Voll verrückt
Wie ein Nicht-Genre den HipHop aus seinem Innersten heraus erneuert.
2007 gab es Hipster-Rap. 2009 Emo-Rap. 2011 spricht man von Weirdo-Rap. Klingt bescheuert? Ist es auch. Und dennoch das Beste, was HipHop passieren konnte. Der Begriff sagt weniger über das Drinnen aus als das Draußen, mehr darüber, wie Rap im Allgemeinen funktioniert. HipHop entstand einst unter dem Diktat der Einzigartigkeit: Cool war, wer anders war. Als aus Rap Pop wurde und aus HipHop eine Industrie, wurde die Musik zwar besser, aber auch gleichförmiger. Beats und Attitüden gab es wie Baggy-Klamotten von der Stange.

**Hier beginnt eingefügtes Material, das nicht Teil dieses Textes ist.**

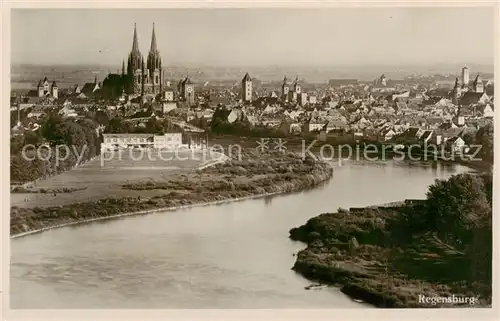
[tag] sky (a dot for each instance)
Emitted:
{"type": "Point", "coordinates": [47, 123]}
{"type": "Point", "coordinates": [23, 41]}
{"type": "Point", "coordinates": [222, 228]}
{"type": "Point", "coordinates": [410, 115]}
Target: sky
{"type": "Point", "coordinates": [257, 37]}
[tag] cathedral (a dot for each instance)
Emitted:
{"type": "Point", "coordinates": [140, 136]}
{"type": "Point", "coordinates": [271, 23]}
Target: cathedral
{"type": "Point", "coordinates": [143, 78]}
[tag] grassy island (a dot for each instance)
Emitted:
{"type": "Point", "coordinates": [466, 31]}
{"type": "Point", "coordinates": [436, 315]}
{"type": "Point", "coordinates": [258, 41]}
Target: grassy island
{"type": "Point", "coordinates": [390, 256]}
{"type": "Point", "coordinates": [251, 175]}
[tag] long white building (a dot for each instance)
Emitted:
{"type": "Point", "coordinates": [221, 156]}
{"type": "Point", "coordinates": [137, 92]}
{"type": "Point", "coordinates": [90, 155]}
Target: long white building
{"type": "Point", "coordinates": [166, 141]}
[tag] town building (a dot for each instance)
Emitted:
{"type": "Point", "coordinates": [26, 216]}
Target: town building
{"type": "Point", "coordinates": [285, 89]}
{"type": "Point", "coordinates": [45, 88]}
{"type": "Point", "coordinates": [144, 78]}
{"type": "Point", "coordinates": [186, 91]}
{"type": "Point", "coordinates": [246, 88]}
{"type": "Point", "coordinates": [465, 76]}
{"type": "Point", "coordinates": [126, 141]}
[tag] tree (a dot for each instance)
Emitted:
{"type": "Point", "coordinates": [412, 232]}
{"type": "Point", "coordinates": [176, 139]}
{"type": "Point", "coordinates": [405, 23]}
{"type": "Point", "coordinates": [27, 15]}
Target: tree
{"type": "Point", "coordinates": [456, 206]}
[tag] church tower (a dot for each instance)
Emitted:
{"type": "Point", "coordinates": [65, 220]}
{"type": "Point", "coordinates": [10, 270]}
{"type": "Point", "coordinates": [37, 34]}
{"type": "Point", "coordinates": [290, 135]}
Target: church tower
{"type": "Point", "coordinates": [465, 76]}
{"type": "Point", "coordinates": [285, 89]}
{"type": "Point", "coordinates": [135, 70]}
{"type": "Point", "coordinates": [456, 92]}
{"type": "Point", "coordinates": [154, 65]}
{"type": "Point", "coordinates": [246, 88]}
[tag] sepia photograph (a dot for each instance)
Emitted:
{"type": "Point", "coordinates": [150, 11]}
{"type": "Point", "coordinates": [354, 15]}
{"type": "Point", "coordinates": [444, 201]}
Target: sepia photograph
{"type": "Point", "coordinates": [251, 158]}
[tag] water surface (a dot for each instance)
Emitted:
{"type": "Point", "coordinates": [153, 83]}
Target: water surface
{"type": "Point", "coordinates": [235, 255]}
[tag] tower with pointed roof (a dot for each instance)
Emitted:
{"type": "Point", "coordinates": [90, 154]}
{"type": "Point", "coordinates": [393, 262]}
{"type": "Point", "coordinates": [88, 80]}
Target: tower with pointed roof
{"type": "Point", "coordinates": [465, 76]}
{"type": "Point", "coordinates": [55, 91]}
{"type": "Point", "coordinates": [285, 89]}
{"type": "Point", "coordinates": [154, 70]}
{"type": "Point", "coordinates": [456, 92]}
{"type": "Point", "coordinates": [478, 84]}
{"type": "Point", "coordinates": [246, 88]}
{"type": "Point", "coordinates": [135, 75]}
{"type": "Point", "coordinates": [187, 90]}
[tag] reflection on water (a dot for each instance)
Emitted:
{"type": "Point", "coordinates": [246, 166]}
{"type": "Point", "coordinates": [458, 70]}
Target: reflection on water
{"type": "Point", "coordinates": [235, 255]}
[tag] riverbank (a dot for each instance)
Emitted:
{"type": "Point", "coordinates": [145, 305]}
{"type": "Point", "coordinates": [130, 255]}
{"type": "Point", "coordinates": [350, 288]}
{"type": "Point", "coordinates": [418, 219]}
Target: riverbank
{"type": "Point", "coordinates": [255, 175]}
{"type": "Point", "coordinates": [374, 255]}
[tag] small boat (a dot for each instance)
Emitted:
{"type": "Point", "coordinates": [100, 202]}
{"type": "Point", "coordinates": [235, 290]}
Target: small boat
{"type": "Point", "coordinates": [315, 286]}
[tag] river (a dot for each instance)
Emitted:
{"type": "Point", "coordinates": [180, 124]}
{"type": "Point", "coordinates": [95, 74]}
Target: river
{"type": "Point", "coordinates": [235, 255]}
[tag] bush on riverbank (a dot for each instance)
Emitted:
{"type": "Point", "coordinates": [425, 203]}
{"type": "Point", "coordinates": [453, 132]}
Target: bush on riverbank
{"type": "Point", "coordinates": [23, 190]}
{"type": "Point", "coordinates": [212, 184]}
{"type": "Point", "coordinates": [389, 256]}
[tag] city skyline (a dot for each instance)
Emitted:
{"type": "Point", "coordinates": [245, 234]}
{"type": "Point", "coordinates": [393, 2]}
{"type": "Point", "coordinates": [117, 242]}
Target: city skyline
{"type": "Point", "coordinates": [258, 37]}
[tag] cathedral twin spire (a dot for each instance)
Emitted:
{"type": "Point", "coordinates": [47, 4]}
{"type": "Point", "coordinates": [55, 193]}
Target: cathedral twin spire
{"type": "Point", "coordinates": [145, 75]}
{"type": "Point", "coordinates": [137, 60]}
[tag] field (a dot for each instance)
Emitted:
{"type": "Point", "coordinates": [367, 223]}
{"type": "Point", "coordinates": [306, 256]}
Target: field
{"type": "Point", "coordinates": [103, 177]}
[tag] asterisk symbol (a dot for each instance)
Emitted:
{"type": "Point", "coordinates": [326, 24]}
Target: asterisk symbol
{"type": "Point", "coordinates": [262, 145]}
{"type": "Point", "coordinates": [280, 145]}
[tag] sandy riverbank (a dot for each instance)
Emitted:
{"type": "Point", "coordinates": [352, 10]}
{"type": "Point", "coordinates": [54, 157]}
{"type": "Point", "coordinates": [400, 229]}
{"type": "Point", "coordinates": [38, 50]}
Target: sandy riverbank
{"type": "Point", "coordinates": [373, 255]}
{"type": "Point", "coordinates": [254, 176]}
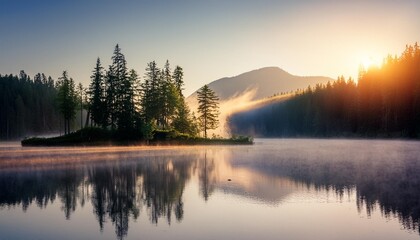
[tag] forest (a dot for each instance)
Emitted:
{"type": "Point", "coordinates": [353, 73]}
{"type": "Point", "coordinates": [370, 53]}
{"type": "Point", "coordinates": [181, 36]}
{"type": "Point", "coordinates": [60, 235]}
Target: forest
{"type": "Point", "coordinates": [28, 106]}
{"type": "Point", "coordinates": [385, 102]}
{"type": "Point", "coordinates": [116, 101]}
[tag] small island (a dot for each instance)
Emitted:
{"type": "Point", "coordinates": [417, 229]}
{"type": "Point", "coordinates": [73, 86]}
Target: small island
{"type": "Point", "coordinates": [122, 110]}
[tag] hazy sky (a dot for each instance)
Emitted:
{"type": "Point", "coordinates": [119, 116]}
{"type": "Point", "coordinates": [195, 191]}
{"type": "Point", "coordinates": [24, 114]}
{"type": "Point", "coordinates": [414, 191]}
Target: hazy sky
{"type": "Point", "coordinates": [209, 39]}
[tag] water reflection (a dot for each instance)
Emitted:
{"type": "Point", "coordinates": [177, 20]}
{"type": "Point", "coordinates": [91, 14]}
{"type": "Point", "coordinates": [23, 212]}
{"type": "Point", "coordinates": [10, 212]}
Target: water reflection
{"type": "Point", "coordinates": [125, 185]}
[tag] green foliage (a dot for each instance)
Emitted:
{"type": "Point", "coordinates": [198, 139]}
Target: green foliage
{"type": "Point", "coordinates": [97, 95]}
{"type": "Point", "coordinates": [384, 103]}
{"type": "Point", "coordinates": [27, 106]}
{"type": "Point", "coordinates": [208, 109]}
{"type": "Point", "coordinates": [67, 99]}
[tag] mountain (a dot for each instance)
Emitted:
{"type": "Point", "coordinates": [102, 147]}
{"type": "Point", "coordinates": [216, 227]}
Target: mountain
{"type": "Point", "coordinates": [264, 82]}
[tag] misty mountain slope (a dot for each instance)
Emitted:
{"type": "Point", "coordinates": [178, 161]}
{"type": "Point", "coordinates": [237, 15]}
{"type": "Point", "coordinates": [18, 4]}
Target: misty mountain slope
{"type": "Point", "coordinates": [262, 82]}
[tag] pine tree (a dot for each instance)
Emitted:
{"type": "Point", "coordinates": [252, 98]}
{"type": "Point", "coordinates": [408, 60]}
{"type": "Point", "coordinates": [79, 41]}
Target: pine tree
{"type": "Point", "coordinates": [208, 109]}
{"type": "Point", "coordinates": [67, 100]}
{"type": "Point", "coordinates": [178, 79]}
{"type": "Point", "coordinates": [116, 88]}
{"type": "Point", "coordinates": [150, 94]}
{"type": "Point", "coordinates": [80, 95]}
{"type": "Point", "coordinates": [97, 95]}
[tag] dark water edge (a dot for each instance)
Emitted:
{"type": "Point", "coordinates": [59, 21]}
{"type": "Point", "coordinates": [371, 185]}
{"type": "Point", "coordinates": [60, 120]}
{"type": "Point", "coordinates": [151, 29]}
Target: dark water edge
{"type": "Point", "coordinates": [126, 186]}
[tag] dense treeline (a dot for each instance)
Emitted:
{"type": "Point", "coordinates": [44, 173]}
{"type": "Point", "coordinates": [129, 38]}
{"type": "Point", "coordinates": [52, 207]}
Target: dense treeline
{"type": "Point", "coordinates": [384, 103]}
{"type": "Point", "coordinates": [27, 106]}
{"type": "Point", "coordinates": [119, 101]}
{"type": "Point", "coordinates": [116, 100]}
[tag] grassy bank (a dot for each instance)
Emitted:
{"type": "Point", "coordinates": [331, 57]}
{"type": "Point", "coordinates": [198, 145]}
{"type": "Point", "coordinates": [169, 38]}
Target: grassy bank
{"type": "Point", "coordinates": [102, 137]}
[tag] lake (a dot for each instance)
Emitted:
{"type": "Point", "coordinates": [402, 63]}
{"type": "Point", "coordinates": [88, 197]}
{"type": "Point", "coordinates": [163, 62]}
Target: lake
{"type": "Point", "coordinates": [274, 189]}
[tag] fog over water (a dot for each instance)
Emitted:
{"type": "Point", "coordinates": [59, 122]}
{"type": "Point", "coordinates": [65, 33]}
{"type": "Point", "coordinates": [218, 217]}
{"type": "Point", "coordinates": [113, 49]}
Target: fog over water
{"type": "Point", "coordinates": [287, 188]}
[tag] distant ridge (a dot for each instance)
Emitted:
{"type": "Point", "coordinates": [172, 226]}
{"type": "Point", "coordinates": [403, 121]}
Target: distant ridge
{"type": "Point", "coordinates": [265, 82]}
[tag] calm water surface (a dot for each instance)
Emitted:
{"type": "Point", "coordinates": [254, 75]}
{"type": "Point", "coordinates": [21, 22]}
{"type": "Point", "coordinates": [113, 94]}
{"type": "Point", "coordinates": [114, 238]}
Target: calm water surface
{"type": "Point", "coordinates": [275, 189]}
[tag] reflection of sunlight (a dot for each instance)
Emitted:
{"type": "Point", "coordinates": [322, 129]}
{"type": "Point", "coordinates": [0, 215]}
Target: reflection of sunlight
{"type": "Point", "coordinates": [248, 182]}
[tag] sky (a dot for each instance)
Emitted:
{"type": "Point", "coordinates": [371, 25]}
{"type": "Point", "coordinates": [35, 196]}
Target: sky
{"type": "Point", "coordinates": [208, 39]}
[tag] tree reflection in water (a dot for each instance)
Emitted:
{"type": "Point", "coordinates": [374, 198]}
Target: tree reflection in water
{"type": "Point", "coordinates": [154, 185]}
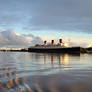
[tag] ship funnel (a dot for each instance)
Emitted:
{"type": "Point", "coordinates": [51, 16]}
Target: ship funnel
{"type": "Point", "coordinates": [60, 41]}
{"type": "Point", "coordinates": [52, 42]}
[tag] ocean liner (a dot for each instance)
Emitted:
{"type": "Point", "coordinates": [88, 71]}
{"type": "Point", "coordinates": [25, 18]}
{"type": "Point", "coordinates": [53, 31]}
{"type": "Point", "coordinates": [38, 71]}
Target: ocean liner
{"type": "Point", "coordinates": [60, 47]}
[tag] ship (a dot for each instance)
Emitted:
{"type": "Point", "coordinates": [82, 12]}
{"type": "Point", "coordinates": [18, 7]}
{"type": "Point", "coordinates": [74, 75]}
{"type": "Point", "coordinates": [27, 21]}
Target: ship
{"type": "Point", "coordinates": [60, 47]}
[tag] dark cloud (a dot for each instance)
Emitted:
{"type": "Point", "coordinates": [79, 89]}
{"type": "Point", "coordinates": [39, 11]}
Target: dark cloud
{"type": "Point", "coordinates": [10, 38]}
{"type": "Point", "coordinates": [74, 15]}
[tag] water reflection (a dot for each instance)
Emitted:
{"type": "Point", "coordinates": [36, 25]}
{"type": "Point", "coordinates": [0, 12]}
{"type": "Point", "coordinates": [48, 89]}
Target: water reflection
{"type": "Point", "coordinates": [43, 72]}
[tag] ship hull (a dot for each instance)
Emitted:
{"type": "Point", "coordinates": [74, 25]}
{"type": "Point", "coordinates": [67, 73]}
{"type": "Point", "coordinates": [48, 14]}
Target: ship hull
{"type": "Point", "coordinates": [56, 50]}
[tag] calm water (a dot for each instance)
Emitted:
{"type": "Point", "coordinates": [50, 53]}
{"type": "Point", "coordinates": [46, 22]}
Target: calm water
{"type": "Point", "coordinates": [42, 72]}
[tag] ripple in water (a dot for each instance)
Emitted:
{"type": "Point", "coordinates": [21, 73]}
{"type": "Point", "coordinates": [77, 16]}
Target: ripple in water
{"type": "Point", "coordinates": [45, 72]}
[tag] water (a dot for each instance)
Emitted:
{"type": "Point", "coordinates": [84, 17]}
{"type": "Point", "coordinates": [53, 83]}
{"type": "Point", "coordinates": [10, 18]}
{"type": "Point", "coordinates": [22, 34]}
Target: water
{"type": "Point", "coordinates": [43, 72]}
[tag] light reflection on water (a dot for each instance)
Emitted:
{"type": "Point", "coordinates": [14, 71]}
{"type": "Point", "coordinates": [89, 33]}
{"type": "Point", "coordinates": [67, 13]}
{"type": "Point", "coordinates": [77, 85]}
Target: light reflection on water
{"type": "Point", "coordinates": [45, 72]}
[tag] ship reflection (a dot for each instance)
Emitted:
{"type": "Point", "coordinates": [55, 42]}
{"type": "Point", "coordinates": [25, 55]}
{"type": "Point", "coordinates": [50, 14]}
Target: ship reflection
{"type": "Point", "coordinates": [61, 59]}
{"type": "Point", "coordinates": [9, 82]}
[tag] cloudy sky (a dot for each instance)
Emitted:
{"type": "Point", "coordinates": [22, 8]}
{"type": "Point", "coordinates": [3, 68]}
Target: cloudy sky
{"type": "Point", "coordinates": [48, 19]}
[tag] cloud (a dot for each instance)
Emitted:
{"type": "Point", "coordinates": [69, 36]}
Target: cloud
{"type": "Point", "coordinates": [66, 15]}
{"type": "Point", "coordinates": [11, 38]}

Das hat sich bis heute kaum geändert: Dazugehören ist erst mal wichtiger als sich abzugrenzen, das Alleinstellungsmerkmal liegt in Perfektion und Jahresumsatz.
Weirdo-Rap ist eher konzertierter Abgesang auf diese auf Dauer tödliche Logik denn echtes Genre. Was unter dem klangvollen Kampfbegriff subsumiert wird, könnte unterschiedlicher tatsächlich kaum sein. Gucci Mane etwa ist inhaltlich ein Gangstarapper klassischen Zuschnitts. Seine Geschichten vom Block aber verpackt er in windschiefe Dada-Reime, auf seine rechte Backe hat er flächendeckend eine Eistüte tätowiert. Danny Brown aus Detroit dagegen inszeniert sich eher als Kunde und Bohemien denn als kokstickender Bordsteinmillionär. Seine Oden an den Rausch trägt er im hautengen Beinkleid vor, unter der asymmetrischen Frisur baumelt ein Hipsterhemd mit ausgeschnittenen Ärmeln. A$AP Rocky aus Harlem hängt mit den Testosteron-Truppe The Diplomats rum, legt aber öffentlich Wert auf Designermode und fleischlose Ernährung. Medienliebling Tyler, The Creator dagegen frisst Würmer und fräße bestimmt auch Kinder, wenn er nicht selber noch eines wäre, das eher zufällig ein Erfolgsalbum beim Edel-Indie XL veröffentlicht hat.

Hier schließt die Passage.